2020 D&I Trends to Watch Out For

D&I has been a hot topic in HR, and for good reason. Diversity initiatives are crucial for finding and supporting top talent from all backgrounds and abilities. Having a diverse team can propel a company’s performance and foster creativity and innovation.

A 2016 study by Boston Consulting Group found that companies with greater gender, geographic, and industry diversity also generated higher revenues. A survey from Witten/Herdecke University found that greater background and personality diversity yields greater creativity and more in-depth decision-making.

To put it simply: building diverse teams matters. Demand for more diverse workplaces has been increasing, with a recent Glassdoor survey predicting recruitment of D&I professionals to be a growing priority in the hiring space.

With so much buzz around creating more inclusive and diverse workspaces, here are some of the top D&I trends of 2020 to look out for:

Hiring D&I Specialists

Many companies value diversity initiatives but find making long-lasting improvements to be challenging. As a result, more and more companies have added D&I specialists to their HR teams that can carry out results. Between August 2018 and August 2019, online postings for D&I jobs rose by 30% in the US. Two-thirds of investments in D&I hiring have come from larger employers, with small and mid-sized companies showing signs of catching up. With D&I’s growing importance in the workplace, we can expect the hiring of D&I professionals to increase across companies of all sizes.

Broadening Job Requirements

One of the best ways to make workplaces more diverse is by broadening job requirements and considering candidates of all education and skill levels. Companies like Google, Ernst & Young, and Apple have recently followed this route by no longer requiring a 4-year degree for some of their top jobs.

Many companies are also easing work experience minimums, with hiring for potential becoming an increasing practice. Instead of weeding candidates out for lacking direct experience, companies are looking at candidates who are teachable and who possess skills, personality traits, and abilities to be a valuable member of their team. This practice can bring industry diversity to workplaces and give opportunities to groups that are typically underrepresented in certain fields.

Writing Inclusive Job Descriptions

Language in job descriptions matters. Something as simple as a single word can completely alter the types of candidates who apply for a role. For example, one company realized that only 2% of developer hires were women, and they began to question why. After meeting with Angie Chang, VP of HackBright Academy, she narrowed it down to one reason: the use of the word “hackers” in their job description. Angie pointed out that words like “hackers” can be difficult for women to identify with and likely turned them away.

When writing job descriptions, it’s critical to be mindful of word choice. Avoiding gender-coded language, utilizing inclusive diction, and eliminating “must-have” skills are great strategies that encourage candidates to apply for your role. Finally, emphasizing your company’s commitment to D&I in your job posting can assure diverse candidates that they are applying to the right place.

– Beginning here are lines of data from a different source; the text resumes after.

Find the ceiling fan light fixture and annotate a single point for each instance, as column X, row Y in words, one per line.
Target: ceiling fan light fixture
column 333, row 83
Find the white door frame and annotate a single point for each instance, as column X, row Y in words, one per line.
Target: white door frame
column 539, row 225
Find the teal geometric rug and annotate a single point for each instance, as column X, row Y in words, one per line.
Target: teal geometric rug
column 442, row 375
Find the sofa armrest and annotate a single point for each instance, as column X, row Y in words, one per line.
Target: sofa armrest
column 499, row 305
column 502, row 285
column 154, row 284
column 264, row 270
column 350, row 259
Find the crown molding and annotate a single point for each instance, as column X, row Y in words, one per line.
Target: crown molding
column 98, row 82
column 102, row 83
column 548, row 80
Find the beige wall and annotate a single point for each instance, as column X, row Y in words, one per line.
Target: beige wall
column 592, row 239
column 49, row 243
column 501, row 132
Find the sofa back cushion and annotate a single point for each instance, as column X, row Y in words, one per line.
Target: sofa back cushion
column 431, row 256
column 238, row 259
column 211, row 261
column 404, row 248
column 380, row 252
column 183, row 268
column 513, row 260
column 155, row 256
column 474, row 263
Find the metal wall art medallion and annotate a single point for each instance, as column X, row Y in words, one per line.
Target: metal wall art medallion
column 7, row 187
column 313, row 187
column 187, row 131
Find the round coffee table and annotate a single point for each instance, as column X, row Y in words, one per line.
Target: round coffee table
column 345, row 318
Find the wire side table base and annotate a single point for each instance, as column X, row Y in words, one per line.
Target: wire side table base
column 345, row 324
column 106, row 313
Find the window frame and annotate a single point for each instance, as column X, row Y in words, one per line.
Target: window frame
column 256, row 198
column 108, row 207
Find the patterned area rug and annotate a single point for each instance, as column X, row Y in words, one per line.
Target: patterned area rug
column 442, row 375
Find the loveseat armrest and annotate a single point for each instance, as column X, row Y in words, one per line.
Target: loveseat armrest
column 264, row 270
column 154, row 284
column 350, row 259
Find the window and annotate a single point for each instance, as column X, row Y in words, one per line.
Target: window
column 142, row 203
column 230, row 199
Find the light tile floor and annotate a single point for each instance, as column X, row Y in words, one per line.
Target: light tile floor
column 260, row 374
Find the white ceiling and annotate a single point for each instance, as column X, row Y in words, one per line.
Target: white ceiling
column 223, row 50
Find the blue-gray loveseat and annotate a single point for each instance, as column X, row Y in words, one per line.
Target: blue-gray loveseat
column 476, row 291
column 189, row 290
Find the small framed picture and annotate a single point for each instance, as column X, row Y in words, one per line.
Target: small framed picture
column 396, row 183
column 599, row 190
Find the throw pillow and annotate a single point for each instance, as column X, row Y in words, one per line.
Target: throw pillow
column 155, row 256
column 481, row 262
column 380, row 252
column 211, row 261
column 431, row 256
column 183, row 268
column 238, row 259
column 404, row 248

Pre-Employment Assessments

Utilizing pre-employment testing is a great tool for hiring the best talent. While resumes and interviews can tell you what a candidate has accomplished, pre-employment assessments can provide you with powerful insights like aptitude, personality, and emotional intelligence that provide an objective way to evaluate potential, beyond just experience.

Because assessments provide insights into a candidate’s potential, they allow you to identify talent from diverse backgrounds, experiences, and education levels. Implementing these assessments may help you find a candidate from a background that otherwise may have been overlooked.

Shifting to Diversity, EQUITY, and Inclusion

While valuing diversity and a sense of belonging and inclusion is great, sometimes it is not enough. According to Catalina Colman, director of HR and inclusion at Built in, “Equity is the process of ensuring that processes and programs are impartial, fair and provide equal possible outcomes for every individual.”

DEI, or Diversity, Equity, and Inclusion, accounts for the fact that employees do not all start at the same level. Therefore, D&I efforts may require different methods to support the diverse groups they’re meant to serve. Many companies are embracing DEI, and it will likely continue to be a growing topic in discussion of fair and inclusive workplaces.